Como si no le hubiera oído, Martina preguntó:
—¿Gabriel Fosco sabía nadar?
—Lo desconozco.
—Desde que el farmacéutico murió, ¿quién regenta la botica? ¿Su viuda?
—Así es. De Pascuas a Ramos, el hijo se persona por aquí para echarle una mano.
—¿Daniel? No es posible. Vive en Bolscan. Es artista.
El sargento soltó un bufido.
—Eso dirá él, haciéndose la ilusión de ser un Dalí. No creo que haya vendido un cuadro en su vida. Tampoco es verdad que resida en Bolscan. Va y viene, según le da. Su madre acaba de despedir al mancebo que despachaba en la farmacia, por lo que ese maula de Daniel no tendrá más remedio que arrimar el hombro. Tampoco vaya a creer que tienen mucho trabajo. Aquí la gente es escéptica con los fármacos. Prefieren visitar a los curanderos de la sierra… ¿Se va?
Martina estaba recogiendo su gabardina y su sombrero.
—Ya le he distraído bastante. Tiene usted demasiados frentes abiertos. Debo buscar alojamiento. Creo que probaré en esa posada del Pájaro Amarillo regentada por la familia Golbardo. Estaremos en contacto. Porque somos un equipo, ¿no?
Romero asintió, con alivio.

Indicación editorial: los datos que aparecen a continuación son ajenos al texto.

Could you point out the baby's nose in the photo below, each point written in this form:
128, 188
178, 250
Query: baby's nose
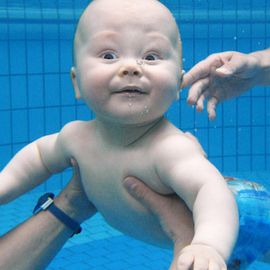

Casi no podía creerlo. Al fin iba a verse libre de aquella mujer.
—Por descontado, subinspectora. Una piña.
—Le llamaré.
—No se moleste en hacerlo antes del mediodía. Voy a estar muy ocupado.
—Creí que se sentía exhausto.
Romero le destinó una mirada admonitoria.
—Descansaré cuando hayamos solucionado los crímenes.
—Que tenga suerte.
—Lo mismo le deseo.
Martina abandonó el cuartelillo y salió a la noche. Miró el reloj. Eran las tres y media de la madrugada del martes 20 de diciembre. Se acercó al carro de Santos Hernández y acarició al caballejo. La galera estaba vacía, con unas pocas briznas de paja pegadas al fondo. Las ruedas del carromato eran anchas, con gruesos radios y llantas reforzadas por una banda de hierro remachada con clavos cuadrados.
La subinspectora tomó unas fotos del carromato y del dibujo de las llantas y empezó a desandar el camino en dirección al pueblo.
Portocristo se recortaba como una sombra encastillada contra la luna enferma que blanqueaba el arenal.